A couple of people figured me out and pressured me to come clean...and frankly, I can deny with a straight face briefly but I am terrible at maintaining my innocence under sustained pressure.  Still, while they did smirk and shake their heads, none of my new accessories after the fact told on me.  I began to keep my eye on the capsule machines, looking for the next new character I could introduce to the drama.

Then.

This morning, as I grudgingly struggled to wake up for work, I reached for my phone and discovered that as I slept, someone in Las Vegas leaned out a hotel window and showered a crowd with bullets, killing dozens and injuring hundreds.  I sat in stunned silence on the edge of my bed, unable to wrap my head around it.  Honestly, the clearest thought I had about it this morning was "Wow...I just realized it's actually been longer than usual since the last time I read about a mass shooting."  I felt a mixture of shock and horror as I realized that part of me felt like I was just returning from a break from the usual.  (No, I'm not going to get into the politics of it right now...anyway, there are plenty out there doing that for me already).

But my thoughts kept returning to it all day today...I would try to focus, to concentrate on getting my work done...and eventually I would open a tab and check the updates again.  Only to find that there was still no reason why, no more compelling information on the situation, only a growing estimate of the body count.  On some level I felt like sobbing, but on another level I felt weirdly numb.  And through it all, I kept refreshing, and refreshing, and despairing.

"You're the one, aren't you?"  I looked up to see my coworker Deepika was peering over the cubicle wall at me.  I knew instantly what she meant, but I sure wasn't going to fess up now.

"Well yeah, of course I'm the one," I replied.  "I'm the coolest.  I'm *always* the one."

"I mean, you're the one who's doing it.  I think you know, yes?"  Deepika has an odd way of coming across as both joking and yet intimidatingly compelling.

"Well, I mean...I'd have to know what 'it' was before I could say, I don't know what you mean..." I was faltering fast, and I knew it.

She looked even closer at me.  "So is it you who is leaving these things on Anjali's desk?"  I could feel my face cracking and knew the ruse was up even as I said "...no...."  Yeah.  It was over.

The next half an hour was hilarious.  Anjali came over to call me out.  She gently scolded me over denying it that first week and throwing her off track.  Those of my coworkers who had been 'in the know' looked over cubicles and said 'Dude, you confessed?!' There was a lot of chatter and a lot of laughter.  Then shortly after I got back to work, Anjali stopped by and put something on MY desk.  A candy bar.  As a 'thank you', she said shyly.

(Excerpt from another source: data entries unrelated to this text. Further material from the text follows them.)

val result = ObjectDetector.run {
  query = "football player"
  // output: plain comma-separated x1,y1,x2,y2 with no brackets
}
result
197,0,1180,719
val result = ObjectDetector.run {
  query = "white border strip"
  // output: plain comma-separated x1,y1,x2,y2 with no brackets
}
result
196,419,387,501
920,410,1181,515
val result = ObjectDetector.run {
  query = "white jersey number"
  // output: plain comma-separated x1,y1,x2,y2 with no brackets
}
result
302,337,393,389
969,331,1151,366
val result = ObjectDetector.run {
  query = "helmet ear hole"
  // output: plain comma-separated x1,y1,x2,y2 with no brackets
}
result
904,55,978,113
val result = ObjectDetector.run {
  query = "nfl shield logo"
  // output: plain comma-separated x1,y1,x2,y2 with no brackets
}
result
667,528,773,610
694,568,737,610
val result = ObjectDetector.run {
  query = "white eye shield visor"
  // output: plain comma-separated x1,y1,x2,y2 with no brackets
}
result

"For the record," I felt compelled to say, "I wasn't really trying to drive you crazy, I just liked seeing you get into the mystery and smile every day."

"Well, I am smiling now," she replied.

I held up the candy bar.  "And now I'm smiling over this."

I took a few bites of the candy bar, and looked again at the news.  And I teared up a bit.  Then even though it was still about ten minutes until I was supposed to go home, I re-wrapped the candy bar and stored it in my desk, packed up my stuff, and headed for the door.  Because today, I just couldn't even anymore.

Now, I know that telling a story about a mild, silly office prank may seem really out of place today.  But my social media feed is already filled with plenty of other people talking about this tragedy, and there is nothing I really have to offer to add to their outrage.  What I can offer, however, is a brief moment of humanity in an office filled with everyday people of quite varied races, religions, and backgrounds, that can hopefully make someone else smile for a moment today.

Some days, I see evil in the world that makes me despair for humankind.

And some days - sometimes the same days - I see reminders that MOST of the people around me are kind and funny and good, just trying to live a normal life and maybe make the world around them a little more pleasant.  And I'm really glad that they outnumber the bad.